Sous vide began as an ingenious solution to a difficult problem: When you cook fois gras, it shrinks. And at $50+ per pound, even a little shrinkage hits the wallet in a pretty dramatic way. Just about 40 years ago, Georges Pralus invented the technique of sealing food in plastic and cooking it at low temperature for Restaurant Troisgros (of Pierre and Michel Troisgros fame) in Roanne, France. The technique has been adopted by restaurants across the world, not only to save on foie gras shrinkage (something that we in California don’t have to deal with because it’s been outlawed — wink wink), but to help tenderize meats gently, and without using additives. When you think about it, it makes perfect sense; typically, when you’re cooking meat, your intent is to bring the center of the meat to a given temperature, and the way we’d always done it was to apply a heat that was way too high to the outside, letting the energy radiate from the surface into the center until the desired temp had been attained. Done skillfully, this results in a perfect steak/chop/rib/whatever. Done poorly, the outside of the meat morphs into leather, encasing a Goldilocks band that’s “just right,” and an interior that’s a meager step above raw. What sous vide allows a cook to do is to set the temperature in the circulating water bath just slightly higher than the desired core temperature of the item to be cooked, place the bag in the water, and walk away for a few hours.

Yep, you read that right. A few hours. Sometimes as many as 72 hours. Anybody who’s used a slow cooker is reasonably familiar with the anti-microwave nature of this method. It relies on thinking things through well in advance of the meal; no spur-of-the-moment “Gee, I’d like some carnitas!”-type decisions here. And I’m good with that, at least most of the time. I usually know how many people will be dining here a couple of days in advance and am capable of following a calendar to schedule my meal-building appropriately.

So I started reading recipes and digging into the underlying science — it’s just part of my process. I read Thomas Keller’s Under Pressure: Cooking Sous Vide. I read Sous Vide for the Home Cook by Douglas Baldwin, Michael Eades, and Mary Dan Eades. I read the relevant passages in the massive six-volume set Modernist Cuisine: The Art and Science of Cooking by Nathan Myhrvold, Chris Young, and Maxime Bilet. I plowed through innumerable articles on the Interwebs. And in addition to the joys and benefits of this exciting new technique, I uncovered a staggering amount of information about food safety and how to avoid serving things one doesn’t care to eat, such as colonies of Escherichia coli O157:H7. And Salmonella. And Clostridium perfringens. And Bacillus cereus.

Let me say at this juncture that I keep surfaces in my kitchen pretty clean, but I wouldn’t want a USDA inspector poking his nose around with a black light and swabs for petri dishes. And I certainly don’t want to serve a lovely, tender roast that sends my dinner guests off to hospital. So I read more. And more. And more. For a period of time, I became convinced that I’d have to prepare my food in a hazmat suit, install negative air flow isolation chambers at both entrances to the kitchen, and finish my chemistry degree or run the risk of becoming known as the South Bay Poisoner. Clearly, along that route lay madness — or, in my case, paralysis.

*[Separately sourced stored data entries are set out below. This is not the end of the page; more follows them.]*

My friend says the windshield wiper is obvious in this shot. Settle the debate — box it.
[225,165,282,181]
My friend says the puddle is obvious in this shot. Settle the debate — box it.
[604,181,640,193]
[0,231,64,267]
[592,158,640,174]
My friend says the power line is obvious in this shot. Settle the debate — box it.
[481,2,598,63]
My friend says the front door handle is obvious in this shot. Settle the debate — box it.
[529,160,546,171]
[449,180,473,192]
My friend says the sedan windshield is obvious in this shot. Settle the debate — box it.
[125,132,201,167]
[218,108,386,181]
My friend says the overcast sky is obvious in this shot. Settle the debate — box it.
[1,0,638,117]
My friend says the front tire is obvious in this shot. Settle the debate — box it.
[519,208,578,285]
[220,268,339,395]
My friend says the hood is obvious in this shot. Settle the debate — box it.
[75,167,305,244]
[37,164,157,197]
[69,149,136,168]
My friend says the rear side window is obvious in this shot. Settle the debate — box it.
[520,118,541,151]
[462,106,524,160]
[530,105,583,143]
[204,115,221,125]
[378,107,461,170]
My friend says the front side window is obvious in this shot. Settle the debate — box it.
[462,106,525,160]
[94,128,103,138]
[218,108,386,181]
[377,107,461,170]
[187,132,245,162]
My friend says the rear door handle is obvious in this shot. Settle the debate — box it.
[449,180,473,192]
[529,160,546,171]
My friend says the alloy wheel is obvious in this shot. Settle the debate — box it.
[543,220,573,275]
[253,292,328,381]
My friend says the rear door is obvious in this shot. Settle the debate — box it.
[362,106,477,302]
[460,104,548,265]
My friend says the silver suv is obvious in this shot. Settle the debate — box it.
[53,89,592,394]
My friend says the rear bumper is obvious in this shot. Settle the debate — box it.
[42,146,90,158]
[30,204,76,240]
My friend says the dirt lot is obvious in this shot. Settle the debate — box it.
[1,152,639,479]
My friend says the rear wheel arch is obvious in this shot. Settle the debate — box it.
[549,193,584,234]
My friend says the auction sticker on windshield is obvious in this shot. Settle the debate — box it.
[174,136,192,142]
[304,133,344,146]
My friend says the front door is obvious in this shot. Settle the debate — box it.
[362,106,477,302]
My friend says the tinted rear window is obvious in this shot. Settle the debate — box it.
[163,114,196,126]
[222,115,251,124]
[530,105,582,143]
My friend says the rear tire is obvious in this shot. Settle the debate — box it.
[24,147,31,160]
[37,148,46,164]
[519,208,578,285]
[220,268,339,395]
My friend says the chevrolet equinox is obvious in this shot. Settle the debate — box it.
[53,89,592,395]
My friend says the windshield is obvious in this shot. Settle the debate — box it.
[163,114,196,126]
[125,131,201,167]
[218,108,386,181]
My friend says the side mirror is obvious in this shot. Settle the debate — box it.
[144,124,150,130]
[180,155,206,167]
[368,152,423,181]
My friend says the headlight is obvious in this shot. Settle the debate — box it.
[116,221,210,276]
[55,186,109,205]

Recently, as the Sous Vide Supreme was sticking out its figurative metal tongue at me from its perch below the printer, I had an epiphany: my kitchen isn’t so very different than many restaurant kitchens that employ this technology successfully. And unless one happens to be dining with Harold McGee or Nathan Myhrvold, the likelihood of the chef holding an advanced degree in food science or chemistry is fairly small. In short, I can do this.

And I’m going to. I’ve made myself a promise — now repeated in public — to enjoy the benefits of sous vide cooking while summer is still in full swing… if only to relieve the pressure.

Should you see any news stories about the South Bay Poisoner cropping up, all I can say is that it wasn’t me. I was miles away at the time, and I can prove it.